Cos’è
La città vecchia di Taranto presenta in larghi tratti edifici e locali abbandonati a causa di un lento esodo dall’Isola da parte degli abitanti. Lo spopolamento del quartiere determina la chiusura di attività e servizi: numerosi locali sono occupati abusivamente dai cittadini della zona ed utilizzati come depositi o in alcuni casi murati per motivi di sicurezza.
Negli ultimi anni, con il trasferimento di alcune Facoltà dell’Università di Bari, una zona della città vecchia è in parte recuperata ed avviato a nuova vita, grazie al ripopolarsi di residenze ed attività commerciali (gelaterie, bar, pub, trattorie, pizzerie, cartoleria). L’avvio di nuove attività commerciali ha dato nuova linfa al quartiere e soprattutto ha salvato dall’abbandono edifici e locali. Tuttavia, stride ancora fortemente la forte presenza di spazi vuoti ed in abbandono, in contesto in cui circa il 70% del patrimonio edilizio della città vecchia è di proprietà pubblica. In questo scenario, si inserisce la storia della cucina fatù.
Da tempo un locale sito in via Cava 69, di proprietà dell’agenzia regionale per la casa e l’abitare – arca jonica, risulta ufficialmente chiuso e abbandonato, in seguito al fallimento della precedente attività commerciale (un wine bar). Il locale, ristrutturato e in buone condizioni, è aperto e gestito in via informale da alcuni cittadini residenti durante la manifestazione estiva l’isola che vogliamo.
A Natale del 2013, per una sera, via Cava 69 è diventato un ristorante per un giorno su iniziativa di un’associazione culturale che da anni lavora nella zona ed ha seguito il progetto del Laboratorio Urbano Cantiere Maggese. Lo spazio vuoto è stato attrezzato nel giro di pochissimo tempo dai residenti della zona e da un gruppo di artisti, grafici e progettisti.
Il nome Fatù proviene viene dalla modalità libera di pagamento basata sui concetti di fiducia e valutazione soggettiva del giusto prezzo. Il ristorante temporaneo ha riscosso successo ed è servita a mettere in luce le potenzialità dello spazio, inserito in un ambito pregevole della città vecchia, dove sono presenti numerosi ipogei, il laboratorio urbano, piccoli cortili, cul de sac, piazzette e slarghi.

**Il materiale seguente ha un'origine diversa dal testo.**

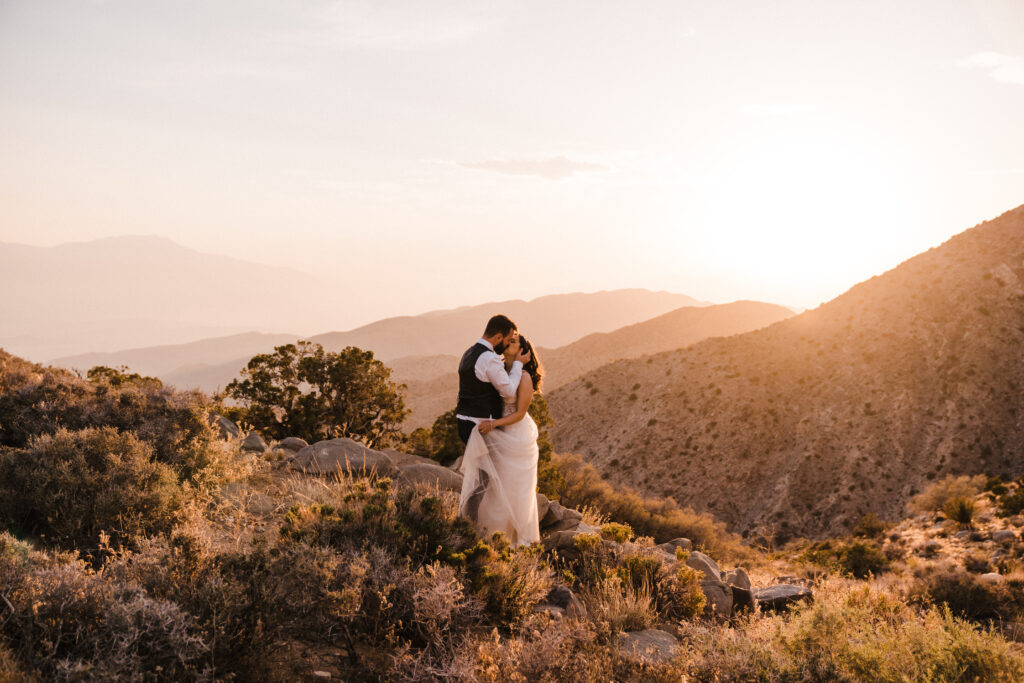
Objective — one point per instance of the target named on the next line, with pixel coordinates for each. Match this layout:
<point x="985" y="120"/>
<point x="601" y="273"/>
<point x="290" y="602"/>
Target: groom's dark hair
<point x="499" y="325"/>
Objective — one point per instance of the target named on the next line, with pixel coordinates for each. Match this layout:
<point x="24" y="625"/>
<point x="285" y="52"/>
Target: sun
<point x="800" y="208"/>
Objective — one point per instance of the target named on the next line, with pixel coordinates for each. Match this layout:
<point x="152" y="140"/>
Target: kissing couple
<point x="498" y="377"/>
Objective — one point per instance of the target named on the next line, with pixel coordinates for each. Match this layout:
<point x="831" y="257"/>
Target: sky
<point x="432" y="154"/>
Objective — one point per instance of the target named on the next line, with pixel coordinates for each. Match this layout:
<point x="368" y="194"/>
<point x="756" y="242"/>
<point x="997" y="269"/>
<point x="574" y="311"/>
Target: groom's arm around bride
<point x="482" y="379"/>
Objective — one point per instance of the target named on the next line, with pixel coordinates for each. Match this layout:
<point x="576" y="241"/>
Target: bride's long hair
<point x="534" y="368"/>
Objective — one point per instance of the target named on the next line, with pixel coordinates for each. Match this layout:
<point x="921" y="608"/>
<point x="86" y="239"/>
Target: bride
<point x="499" y="489"/>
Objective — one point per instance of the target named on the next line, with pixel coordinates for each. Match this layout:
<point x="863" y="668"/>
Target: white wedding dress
<point x="499" y="486"/>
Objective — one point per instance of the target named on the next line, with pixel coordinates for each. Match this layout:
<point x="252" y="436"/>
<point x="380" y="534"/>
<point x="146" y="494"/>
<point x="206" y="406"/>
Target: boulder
<point x="737" y="578"/>
<point x="254" y="443"/>
<point x="223" y="426"/>
<point x="779" y="598"/>
<point x="557" y="513"/>
<point x="701" y="562"/>
<point x="432" y="475"/>
<point x="563" y="598"/>
<point x="343" y="455"/>
<point x="719" y="595"/>
<point x="649" y="646"/>
<point x="742" y="600"/>
<point x="1004" y="535"/>
<point x="293" y="443"/>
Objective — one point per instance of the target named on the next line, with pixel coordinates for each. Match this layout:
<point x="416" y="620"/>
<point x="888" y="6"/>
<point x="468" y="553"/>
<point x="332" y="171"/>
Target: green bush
<point x="36" y="400"/>
<point x="936" y="495"/>
<point x="965" y="594"/>
<point x="302" y="390"/>
<point x="69" y="486"/>
<point x="859" y="559"/>
<point x="1012" y="503"/>
<point x="961" y="510"/>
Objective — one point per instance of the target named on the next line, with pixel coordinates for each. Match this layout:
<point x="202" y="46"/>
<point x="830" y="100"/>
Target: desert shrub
<point x="1012" y="503"/>
<point x="662" y="519"/>
<point x="859" y="635"/>
<point x="857" y="558"/>
<point x="66" y="622"/>
<point x="615" y="531"/>
<point x="69" y="486"/>
<point x="302" y="390"/>
<point x="37" y="400"/>
<point x="961" y="510"/>
<point x="869" y="526"/>
<point x="936" y="495"/>
<point x="965" y="594"/>
<point x="995" y="485"/>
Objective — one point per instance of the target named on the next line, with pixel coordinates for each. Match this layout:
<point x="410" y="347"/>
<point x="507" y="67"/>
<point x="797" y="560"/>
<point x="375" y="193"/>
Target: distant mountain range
<point x="808" y="424"/>
<point x="429" y="395"/>
<point x="554" y="319"/>
<point x="140" y="291"/>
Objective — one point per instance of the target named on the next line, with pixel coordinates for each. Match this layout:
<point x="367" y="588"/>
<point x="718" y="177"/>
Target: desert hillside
<point x="805" y="426"/>
<point x="432" y="384"/>
<point x="553" y="321"/>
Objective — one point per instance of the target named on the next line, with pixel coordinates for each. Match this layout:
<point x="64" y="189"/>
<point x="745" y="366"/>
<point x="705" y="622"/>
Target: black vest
<point x="476" y="398"/>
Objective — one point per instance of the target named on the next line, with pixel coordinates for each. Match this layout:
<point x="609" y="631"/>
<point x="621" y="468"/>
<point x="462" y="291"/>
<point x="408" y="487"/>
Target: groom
<point x="482" y="380"/>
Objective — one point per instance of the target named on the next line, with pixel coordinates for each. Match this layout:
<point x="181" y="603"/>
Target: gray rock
<point x="563" y="598"/>
<point x="701" y="562"/>
<point x="553" y="611"/>
<point x="1004" y="535"/>
<point x="650" y="646"/>
<point x="293" y="443"/>
<point x="737" y="578"/>
<point x="779" y="598"/>
<point x="431" y="475"/>
<point x="343" y="455"/>
<point x="719" y="595"/>
<point x="223" y="426"/>
<point x="542" y="506"/>
<point x="557" y="513"/>
<point x="742" y="600"/>
<point x="254" y="443"/>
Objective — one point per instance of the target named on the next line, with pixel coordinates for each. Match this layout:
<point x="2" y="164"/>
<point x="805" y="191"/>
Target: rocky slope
<point x="805" y="426"/>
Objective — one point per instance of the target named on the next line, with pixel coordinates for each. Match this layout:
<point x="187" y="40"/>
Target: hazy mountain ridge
<point x="429" y="396"/>
<point x="810" y="423"/>
<point x="549" y="319"/>
<point x="138" y="291"/>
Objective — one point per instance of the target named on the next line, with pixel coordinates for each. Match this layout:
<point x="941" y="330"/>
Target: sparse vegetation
<point x="302" y="390"/>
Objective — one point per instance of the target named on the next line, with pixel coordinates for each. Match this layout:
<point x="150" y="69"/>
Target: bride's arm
<point x="524" y="396"/>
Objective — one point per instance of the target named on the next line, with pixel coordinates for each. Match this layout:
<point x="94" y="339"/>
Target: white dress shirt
<point x="491" y="368"/>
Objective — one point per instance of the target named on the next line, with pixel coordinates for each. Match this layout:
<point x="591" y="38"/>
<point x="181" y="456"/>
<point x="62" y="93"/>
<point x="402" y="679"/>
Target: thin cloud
<point x="780" y="109"/>
<point x="1001" y="68"/>
<point x="552" y="169"/>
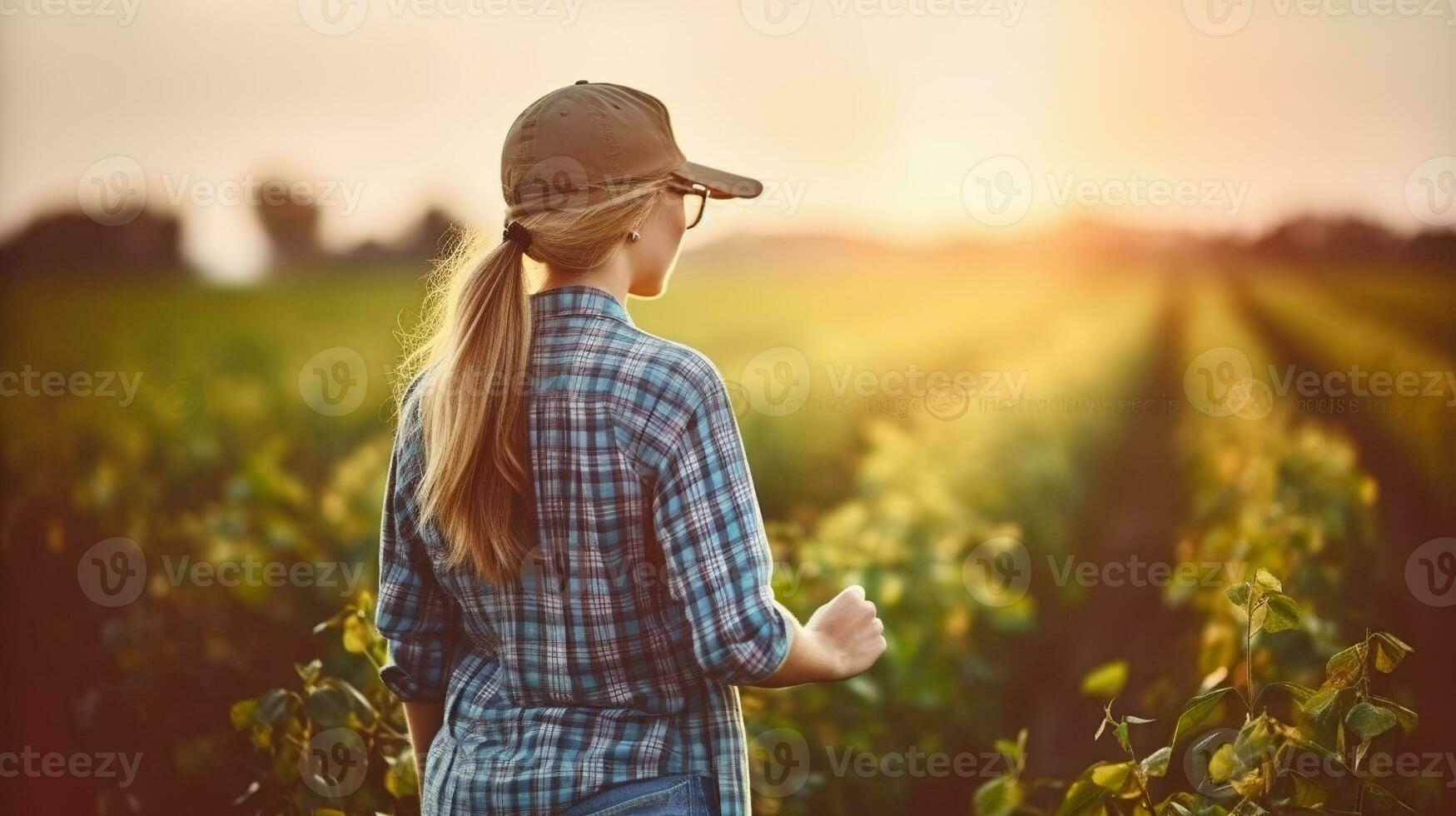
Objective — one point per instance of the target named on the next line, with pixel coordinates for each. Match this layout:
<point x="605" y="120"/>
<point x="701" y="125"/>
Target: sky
<point x="902" y="120"/>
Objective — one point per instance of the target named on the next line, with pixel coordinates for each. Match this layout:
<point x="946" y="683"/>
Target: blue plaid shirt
<point x="647" y="600"/>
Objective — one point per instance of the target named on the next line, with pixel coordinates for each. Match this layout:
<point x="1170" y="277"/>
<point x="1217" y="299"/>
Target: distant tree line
<point x="70" y="244"/>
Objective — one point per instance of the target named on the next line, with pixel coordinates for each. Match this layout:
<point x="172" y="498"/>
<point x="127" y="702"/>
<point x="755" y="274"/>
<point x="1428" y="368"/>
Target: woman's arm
<point x="842" y="639"/>
<point x="424" y="719"/>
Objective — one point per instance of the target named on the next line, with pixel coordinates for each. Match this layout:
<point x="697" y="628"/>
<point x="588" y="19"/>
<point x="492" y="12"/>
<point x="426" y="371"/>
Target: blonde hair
<point x="472" y="350"/>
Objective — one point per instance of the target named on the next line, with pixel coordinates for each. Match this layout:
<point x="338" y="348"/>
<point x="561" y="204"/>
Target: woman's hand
<point x="847" y="633"/>
<point x="842" y="639"/>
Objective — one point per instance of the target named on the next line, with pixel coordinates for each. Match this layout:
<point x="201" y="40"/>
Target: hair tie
<point x="517" y="235"/>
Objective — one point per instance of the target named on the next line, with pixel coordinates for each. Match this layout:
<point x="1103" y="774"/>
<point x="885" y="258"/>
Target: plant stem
<point x="1248" y="652"/>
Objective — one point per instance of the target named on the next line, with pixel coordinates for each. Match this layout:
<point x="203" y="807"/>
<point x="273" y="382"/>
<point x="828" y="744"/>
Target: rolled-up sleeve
<point x="713" y="545"/>
<point x="414" y="612"/>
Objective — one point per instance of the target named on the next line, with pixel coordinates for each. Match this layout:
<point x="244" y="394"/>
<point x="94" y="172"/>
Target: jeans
<point x="660" y="796"/>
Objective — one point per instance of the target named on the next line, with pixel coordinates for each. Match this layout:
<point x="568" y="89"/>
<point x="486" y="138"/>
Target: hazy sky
<point x="905" y="118"/>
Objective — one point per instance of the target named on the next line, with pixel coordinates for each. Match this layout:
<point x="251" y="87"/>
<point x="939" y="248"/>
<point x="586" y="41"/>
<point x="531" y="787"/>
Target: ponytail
<point x="472" y="351"/>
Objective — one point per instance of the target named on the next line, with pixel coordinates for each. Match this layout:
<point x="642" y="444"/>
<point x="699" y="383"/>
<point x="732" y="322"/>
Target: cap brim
<point x="719" y="184"/>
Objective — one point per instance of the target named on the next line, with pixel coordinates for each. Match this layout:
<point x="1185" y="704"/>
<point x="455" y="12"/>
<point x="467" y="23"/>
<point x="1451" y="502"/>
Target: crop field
<point x="1047" y="477"/>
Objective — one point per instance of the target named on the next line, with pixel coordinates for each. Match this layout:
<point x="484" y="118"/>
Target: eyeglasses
<point x="695" y="202"/>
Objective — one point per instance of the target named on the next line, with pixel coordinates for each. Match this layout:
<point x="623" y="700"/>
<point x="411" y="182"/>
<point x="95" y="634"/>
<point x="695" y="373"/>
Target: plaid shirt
<point x="647" y="600"/>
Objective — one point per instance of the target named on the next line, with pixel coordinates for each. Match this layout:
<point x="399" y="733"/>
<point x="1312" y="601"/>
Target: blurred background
<point x="1053" y="322"/>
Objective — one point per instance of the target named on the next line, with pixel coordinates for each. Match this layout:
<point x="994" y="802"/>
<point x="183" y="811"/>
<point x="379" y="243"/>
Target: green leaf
<point x="1267" y="582"/>
<point x="1240" y="594"/>
<point x="1224" y="764"/>
<point x="1281" y="612"/>
<point x="1084" y="798"/>
<point x="1370" y="720"/>
<point x="1322" y="714"/>
<point x="1404" y="716"/>
<point x="1156" y="763"/>
<point x="999" y="798"/>
<point x="1106" y="681"/>
<point x="1120" y="732"/>
<point x="1389" y="650"/>
<point x="1197" y="710"/>
<point x="1111" y="777"/>
<point x="242" y="713"/>
<point x="272" y="705"/>
<point x="309" y="674"/>
<point x="1344" y="668"/>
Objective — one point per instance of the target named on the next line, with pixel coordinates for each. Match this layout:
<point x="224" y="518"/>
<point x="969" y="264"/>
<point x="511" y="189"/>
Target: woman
<point x="574" y="575"/>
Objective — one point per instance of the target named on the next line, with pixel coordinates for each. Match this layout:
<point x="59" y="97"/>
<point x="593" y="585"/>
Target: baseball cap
<point x="579" y="142"/>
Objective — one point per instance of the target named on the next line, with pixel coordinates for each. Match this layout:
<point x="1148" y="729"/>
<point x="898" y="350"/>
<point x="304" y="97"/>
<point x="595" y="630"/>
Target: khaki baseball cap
<point x="581" y="140"/>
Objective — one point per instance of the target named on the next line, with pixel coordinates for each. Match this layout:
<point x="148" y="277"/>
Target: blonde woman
<point x="574" y="576"/>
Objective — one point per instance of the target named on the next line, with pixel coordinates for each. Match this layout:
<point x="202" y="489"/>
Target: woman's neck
<point x="614" y="277"/>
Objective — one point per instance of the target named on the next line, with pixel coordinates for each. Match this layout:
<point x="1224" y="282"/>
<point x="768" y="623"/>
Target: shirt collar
<point x="579" y="301"/>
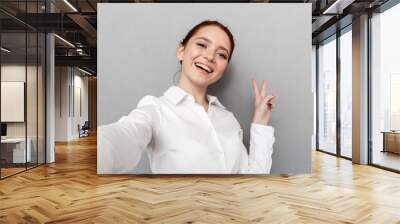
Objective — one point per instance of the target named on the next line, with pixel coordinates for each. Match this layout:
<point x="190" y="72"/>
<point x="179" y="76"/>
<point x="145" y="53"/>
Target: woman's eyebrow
<point x="208" y="40"/>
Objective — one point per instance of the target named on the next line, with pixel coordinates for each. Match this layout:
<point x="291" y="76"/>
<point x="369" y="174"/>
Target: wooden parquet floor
<point x="70" y="191"/>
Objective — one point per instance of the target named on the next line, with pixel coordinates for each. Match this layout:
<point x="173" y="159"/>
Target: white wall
<point x="69" y="81"/>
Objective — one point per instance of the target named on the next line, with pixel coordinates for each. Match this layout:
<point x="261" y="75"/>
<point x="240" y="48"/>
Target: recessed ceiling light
<point x="84" y="71"/>
<point x="70" y="5"/>
<point x="64" y="40"/>
<point x="5" y="50"/>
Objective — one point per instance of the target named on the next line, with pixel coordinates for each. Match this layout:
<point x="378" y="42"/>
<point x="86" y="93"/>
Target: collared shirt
<point x="180" y="137"/>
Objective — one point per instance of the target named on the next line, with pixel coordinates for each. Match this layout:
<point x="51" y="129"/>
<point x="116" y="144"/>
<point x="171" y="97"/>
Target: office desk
<point x="391" y="141"/>
<point x="13" y="150"/>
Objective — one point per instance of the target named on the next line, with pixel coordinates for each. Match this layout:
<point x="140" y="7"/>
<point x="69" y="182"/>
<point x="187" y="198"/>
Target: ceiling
<point x="76" y="22"/>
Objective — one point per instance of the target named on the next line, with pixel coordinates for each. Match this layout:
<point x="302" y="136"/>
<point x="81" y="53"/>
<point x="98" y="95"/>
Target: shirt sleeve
<point x="121" y="144"/>
<point x="259" y="159"/>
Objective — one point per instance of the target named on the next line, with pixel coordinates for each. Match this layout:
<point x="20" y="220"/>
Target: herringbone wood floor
<point x="70" y="191"/>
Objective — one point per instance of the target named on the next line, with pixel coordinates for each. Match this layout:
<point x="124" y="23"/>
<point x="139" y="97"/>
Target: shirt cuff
<point x="261" y="141"/>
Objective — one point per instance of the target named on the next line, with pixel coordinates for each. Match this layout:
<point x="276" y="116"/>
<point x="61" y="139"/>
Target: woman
<point x="186" y="130"/>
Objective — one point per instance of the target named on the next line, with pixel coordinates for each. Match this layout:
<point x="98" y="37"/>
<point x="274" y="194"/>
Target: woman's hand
<point x="262" y="104"/>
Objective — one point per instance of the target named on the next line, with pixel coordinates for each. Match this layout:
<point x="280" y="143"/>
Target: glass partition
<point x="22" y="63"/>
<point x="385" y="89"/>
<point x="346" y="93"/>
<point x="327" y="96"/>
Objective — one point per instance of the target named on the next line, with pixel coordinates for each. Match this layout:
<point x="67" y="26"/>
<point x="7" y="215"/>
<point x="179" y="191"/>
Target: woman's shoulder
<point x="148" y="100"/>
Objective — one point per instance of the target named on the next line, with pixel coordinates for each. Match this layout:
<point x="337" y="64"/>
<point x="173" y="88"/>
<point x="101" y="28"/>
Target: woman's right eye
<point x="201" y="45"/>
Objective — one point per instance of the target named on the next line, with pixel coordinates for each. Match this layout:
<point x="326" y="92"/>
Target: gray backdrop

Durante la prima edizione della scuola di Bollenti Spiriti, fra maggio e luglio del 2014, i partecipanti hanno utilizzato informalmente la cucina per preparare la cena, allestendo gli spazi con tavoli, sedute e lampade. Nel giro di pochi giorni la cucina è diventata, grazie alla concomitanza delle attività della Scuola nell’adiacente Cantiere Maggese, uno spazio aperto, dove sono nate amicizie, relazioni e scambi di idee. La cucina ha ospitato cene e aperitivi promosse da associazioni e cittadini, presentazioni di progetti, momenti culturali e focus di approfondimento sui temi dell’alimentazione e della gestione comunitaria della ristorazione.
Elementi salienti
Il riutilizzo degli spazi pubblici per favorire attivazione e apprendimento in situazione
La Cucina Fatù sorge in uno spazio pubblico di proprietà dell’ARCA Jonica. Il patrimonio pubblico dismesso a scopo non abitativo può essere una risorsa per creare esperienze guidate di attivazione ed apprendimento per i giovani in condizione di emarginazione sociale, culturale ed economica. Gli attuali strumenti amministrativi appaiono inadeguati a liberare il patrimonio pubblico, assegnandolo a scopi sociali, secondo procedure snelle e celeri.
La questione di genere
Intorno alla Cucina Fatù si è consolidato un gruppo di giovani donne che si è già cimentato nella cucina di strada con buoni risultati. Nella logica dell’utilizzo temporaneo e dell’imparare facendo, la gestione dello spazio di Via Cava, 69 può rappresentare per queste ragazze – in un contesto sociale in cui il ruolo della donna spesso non va oltre quello di moglie e di madre – un’occasione per mettersi alla prova, sperimentando indipendenza e socialità.